Zherebtsov Evgeny, Zajnulina Marina, Kandurova Ksenia, Potapova Elena, Dremin Viktor, Mamoshin Andrian, Sokolovski Sergei, Dunaev Andrey, Rafailov Edik U
Research and Development Center of Biomedical Photonics, Orel State University, 302026 Orel, Russia.
Faculty of Information Technology and Electrical Engineering, University of Oulu, Optoelectronics and Measurement Techniques Unit, 90570 Oulu, Finland.
Diagnostics (Basel). 2020 Oct 27;10(11):873. doi: 10.3390/diagnostics10110873.
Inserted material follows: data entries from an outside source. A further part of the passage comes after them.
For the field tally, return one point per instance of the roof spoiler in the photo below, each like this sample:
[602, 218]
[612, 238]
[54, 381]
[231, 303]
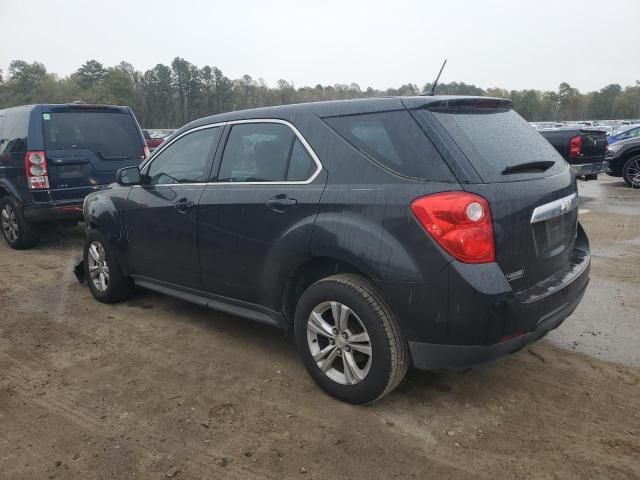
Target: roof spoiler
[468, 104]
Abdominal cancer is a widely prevalent group of tumours with a high level of mortality if diagnosed at a late stage. Although the cancer death rates have in general declined over the past few decades, the mortality from tumours in the hepatoduodenal area has significantly increased in recent years. The broader use of minimal access surgery (MAS) for diagnostics and treatment can significantly improve the survival rate and quality of life of patients after surgery. This work aims to develop and characterise an appropriate technical implementation for tissue endogenous fluorescence (TEF) and assess the efficiency of machine learning methods for the real-time diagnosis of tumours in the hepatoduodenal area. In this paper, we present the results of the machine learning approach applied to the optically guided MAS. We have elaborated tissue fluorescence approach with a fibre-optic probe to record the TEF and blood perfusion parameters during MAS in patients with cancers in the hepatoduodenal area. The measurements from the laser Doppler flowmetry (LDF) channel were used as a sensor of the tissue vitality to reduce variability in TEF data. Also, we evaluated how the blood perfusion oscillations are changed in the tumour tissue. The evaluated amplitudes of the cardiac (0.6-1.6 Hz) and respiratory (0.2-0.6 Hz) oscillations was significantly higher in intact tissues ( < 0.001) compared to the cancerous ones, while the myogenic (0.2-0.06 Hz) oscillation did not demonstrate any statistically significant difference. Our results demonstrate that a fibre-optic TEF probe accompanied with ML algorithms such as k-Nearest Neighbours or AdaBoost is highly promising for the real-time in situ differentiation between cancerous and healthy tissues by detecting the information about the tissue type that is encoded in the fluorescence spectrum. Also, we show that the detection can be supplemented and enhanced by parallel collection and classification of blood perfusion oscillations.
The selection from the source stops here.